In summary, this study adds meaningful, practice-changing insights to the current literature by providing the first detailed comparison between synchronous and metachronous metastases in head and neck NMSC. It identifies a subset of patients, particularly those with lower lip primaries, perineural invasion, or moderate differentiation, who may benefit from prolonged, intensified surveillance beyond current standards. It also suggests that the traditional reliance on tumor differentiation and short-term follow-up may be insufficient for predicting long-term outcomes. These findings support a more personalized, biologically informed approach to patient monitoring and treatment planning, which is increasingly advocated in contemporary oncologic dermatology.

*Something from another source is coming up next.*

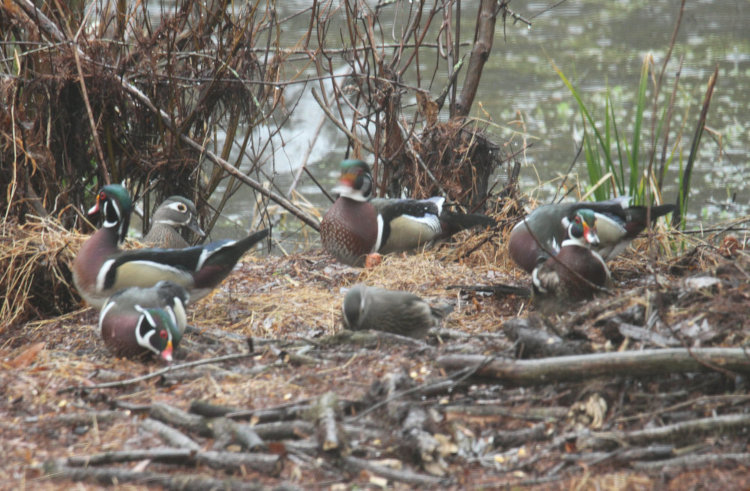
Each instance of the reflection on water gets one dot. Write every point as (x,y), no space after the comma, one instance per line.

This study has several limitations. Its retrospective design introduces inherent biases, including selection and referral bias. Data completeness, particularly for patients referred from external institutions, varied. Moreover, the relatively small sample size limits the statistical power of subgroup comparisons. Nonetheless, the study’s strengths lie in its detailed clinicopathological correlations, real-world relevance, and focus on a specific anatomical region with unique functional and aesthetic considerations. Future multicenter prospective studies integrating radiologic surveillance, molecular biomarker assessment, and patient-reported outcomes would offer a more comprehensive and personalized roadmap for managing high-risk head and neck NMSC.